This RFC is not controversial; it simply did not have sufficient information to make an informed decision until bantu provided it just above.imkingdavid wrote: I'm not sure why this RFC is so controversial
First you (the collective everyone who needs a clarification on how dependency version bumps work) need to understand that you (any one in just described set of people) are not the only user of phpbb. Users of phpbb install it on, guess what, popular distributions. If the currently supported redhat/fedora/centos php release cannot run phpbb, a lot of phpbb's users have a big problem. Maintainers are trying to balance the needs of developers (my snazzy feature X does not work without some dependency Y) against the needs of users (I cannot use the software if it requires dependency Y).
Now it should hopefully be clear why an RFC consisting of "my snazzy feature X requires dependency Y, let's include it" is insufficient for a maintainer to make an informed decision as to whether or not dependency Y should be included, or developer should be told to make their feature X work without Y.
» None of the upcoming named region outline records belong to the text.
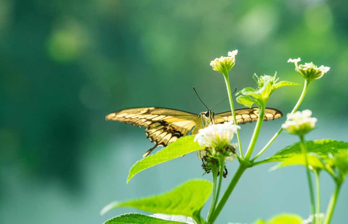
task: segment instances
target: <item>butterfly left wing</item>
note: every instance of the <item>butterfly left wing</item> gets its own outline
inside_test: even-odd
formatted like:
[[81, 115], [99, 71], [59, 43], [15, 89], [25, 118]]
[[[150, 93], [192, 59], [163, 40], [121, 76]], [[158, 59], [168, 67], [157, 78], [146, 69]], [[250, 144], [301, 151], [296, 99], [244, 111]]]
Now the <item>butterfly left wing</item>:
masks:
[[[257, 120], [259, 112], [258, 107], [245, 108], [235, 110], [237, 124], [245, 124], [247, 122], [251, 122]], [[264, 110], [263, 120], [274, 120], [282, 116], [283, 114], [278, 110], [271, 108], [266, 108]], [[215, 124], [233, 121], [233, 115], [231, 111], [216, 114], [214, 118], [215, 120], [213, 119], [213, 122]]]
[[135, 107], [115, 111], [106, 115], [105, 119], [145, 127], [147, 138], [155, 145], [146, 152], [147, 156], [159, 145], [165, 147], [179, 138], [187, 135], [199, 122], [198, 114], [182, 110], [161, 107]]

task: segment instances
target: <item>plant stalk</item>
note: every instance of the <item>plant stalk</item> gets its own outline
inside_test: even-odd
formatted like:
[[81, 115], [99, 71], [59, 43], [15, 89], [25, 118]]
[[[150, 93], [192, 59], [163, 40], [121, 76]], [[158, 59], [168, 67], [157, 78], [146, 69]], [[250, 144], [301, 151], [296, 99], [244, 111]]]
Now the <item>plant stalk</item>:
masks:
[[210, 204], [209, 212], [208, 213], [208, 216], [207, 217], [207, 220], [209, 220], [214, 210], [214, 207], [216, 201], [215, 196], [216, 195], [216, 183], [217, 183], [217, 177], [218, 170], [219, 167], [216, 165], [214, 166], [213, 168], [212, 169], [212, 173], [213, 174], [213, 195], [212, 196], [212, 203]]
[[231, 193], [232, 193], [232, 191], [233, 190], [235, 187], [236, 186], [236, 185], [237, 184], [238, 181], [239, 180], [242, 174], [243, 174], [243, 173], [244, 173], [244, 172], [247, 167], [248, 166], [246, 165], [245, 162], [242, 160], [239, 164], [239, 167], [238, 167], [238, 169], [236, 172], [234, 176], [233, 176], [233, 178], [232, 178], [231, 182], [230, 182], [230, 184], [226, 189], [226, 191], [225, 191], [225, 192], [223, 193], [223, 195], [222, 195], [221, 199], [217, 204], [217, 205], [215, 208], [215, 210], [214, 211], [214, 213], [212, 215], [210, 220], [207, 222], [207, 224], [213, 223], [215, 221], [215, 220], [217, 217], [217, 216], [219, 215], [219, 214], [221, 212], [221, 210], [226, 203], [226, 202], [227, 201], [227, 200], [228, 199], [228, 198], [230, 197], [230, 195], [231, 195]]
[[[316, 202], [317, 203], [316, 206], [315, 213], [318, 215], [320, 213], [320, 182], [319, 179], [319, 172], [316, 171], [315, 173], [315, 185], [316, 186], [317, 198], [316, 199]], [[317, 218], [315, 219], [316, 224], [320, 224], [319, 223], [319, 218], [318, 216]]]
[[341, 182], [336, 182], [336, 188], [335, 188], [335, 190], [330, 199], [330, 201], [327, 206], [327, 209], [326, 210], [326, 214], [325, 214], [325, 218], [324, 219], [323, 224], [329, 224], [331, 221], [331, 218], [332, 217], [332, 214], [333, 213], [335, 206], [336, 205], [336, 202], [337, 202], [337, 198], [338, 197], [338, 193], [340, 192], [341, 183]]
[[[230, 82], [228, 80], [228, 72], [225, 72], [222, 73], [223, 77], [225, 78], [225, 82], [226, 83], [226, 87], [227, 88], [227, 93], [228, 94], [228, 99], [230, 101], [230, 106], [231, 107], [231, 111], [233, 115], [233, 121], [235, 125], [237, 124], [237, 121], [236, 119], [236, 113], [235, 113], [235, 108], [233, 105], [233, 101], [232, 101], [232, 93], [231, 92], [231, 87], [230, 86]], [[244, 158], [243, 152], [242, 150], [242, 144], [240, 144], [240, 137], [239, 136], [239, 131], [237, 129], [237, 138], [238, 139], [238, 145], [239, 148], [239, 154], [240, 157]]]
[[304, 146], [303, 136], [300, 135], [300, 138], [301, 139], [300, 146], [301, 148], [301, 151], [302, 151], [302, 154], [303, 155], [303, 156], [304, 157], [304, 164], [306, 165], [307, 179], [308, 180], [308, 185], [309, 188], [309, 193], [310, 197], [310, 211], [312, 215], [313, 215], [313, 219], [315, 220], [316, 218], [315, 216], [315, 211], [314, 210], [314, 194], [313, 193], [313, 184], [312, 183], [312, 179], [310, 177], [310, 173], [309, 172], [309, 168], [308, 167], [307, 151]]
[[258, 136], [259, 136], [259, 133], [260, 133], [260, 129], [261, 129], [261, 126], [263, 121], [263, 116], [264, 116], [265, 104], [265, 103], [263, 103], [263, 105], [260, 105], [259, 108], [260, 111], [259, 118], [258, 118], [258, 121], [255, 126], [255, 128], [254, 130], [254, 133], [253, 133], [253, 136], [251, 137], [250, 143], [249, 144], [249, 147], [248, 147], [248, 150], [245, 154], [245, 160], [246, 161], [249, 161], [250, 157], [251, 156], [251, 154], [253, 152], [253, 150], [254, 149], [254, 147], [256, 143], [256, 140], [257, 140]]
[[[291, 111], [291, 113], [290, 113], [291, 114], [292, 114], [294, 113], [296, 110], [297, 110], [297, 109], [298, 109], [299, 107], [300, 106], [300, 105], [301, 104], [301, 102], [303, 100], [303, 98], [304, 98], [304, 96], [306, 95], [306, 92], [307, 92], [307, 90], [308, 89], [308, 87], [309, 85], [309, 83], [310, 82], [310, 80], [307, 81], [307, 80], [304, 80], [304, 84], [303, 86], [303, 89], [302, 90], [302, 93], [301, 93], [301, 95], [300, 97], [300, 98], [299, 99], [299, 100], [297, 101], [297, 103], [296, 103], [296, 105], [295, 106], [295, 107], [294, 107], [294, 109], [292, 109], [292, 111]], [[287, 119], [286, 119], [286, 121], [287, 121]], [[278, 130], [278, 131], [276, 133], [272, 138], [271, 139], [271, 140], [269, 140], [268, 143], [267, 143], [264, 147], [263, 147], [263, 148], [261, 151], [260, 151], [259, 153], [258, 154], [258, 155], [256, 155], [256, 156], [255, 156], [253, 159], [251, 160], [252, 161], [254, 161], [256, 158], [260, 156], [261, 154], [263, 153], [263, 152], [266, 150], [266, 149], [268, 148], [268, 147], [269, 146], [270, 144], [271, 144], [271, 143], [273, 142], [273, 141], [274, 141], [275, 139], [277, 138], [277, 137], [278, 136], [278, 135], [279, 135], [279, 134], [280, 133], [280, 132], [282, 132], [283, 130], [283, 128], [281, 127], [279, 130]]]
Therefore, the first thing you (someone proposing an RFC such as this one) do is research what the popular distributions ship. If all or most ship a version that is >= the one you want - you are done!
If some ship a version that is < the one you want, you need to research the differences between the version that is shipped and the one you want. There are some possibilities:
1. The newer version fixes serious bugs. The old version basically does not work. In this case whoever is still shipping the old version is likely to be under pressure to upgrade their version as they are shipping unusable software. Good argument to require a higher version.
2. The newer version adds a feature that can be emulated or implemented with the old version. In this case implement the feature if it is missing. No version bump is needed.
If you looked at the commit bumping the minimum version for symfony, you may have noticed that it did not start using any features of php 5.3.3. It simply noted that some stuff that was broken in earlier versions will now work correctly on all supported versions. Meaning, it may be possible to actually run the current version of symfony on php 5.3.2 with phpbb, provided the bugs don't affect us. Which is another possibility with respect to version bump - minimum version for developers using composer becomes 5.3.3 but users using pre-built packages will be able to use software on 5.3.2.
Any time we depend on third-party software we need to consider their versioning and dependency policies. At what point does symfony allow itself to bump its php version requirement?imkingdavid wrote: 2. We take the time to write all functionality currently supplied by our vendors because we can't bump up one maintenance release
This is a dangerous assumption to make. Redhat for example used to ship php 5.1.6 for quite some time as I recall.imkingdavid wrote: by the time we get around to doing that, 5.3.3 will be much more common
If events and functional testing, which have been in our tree for months, have required php 5.3.3 all along, there has been a serious fail somewhere. If they have not required php 5.3.3 when they were merged but do now, the question becomes how they manage to change their requirements like that under us.imkingdavid wrote: 3. We decide to not include Events, Dependency injection, and Functional testing
Test suite is allowed more leeway as users aren't expected to need to run it on all configurations the software itself supports.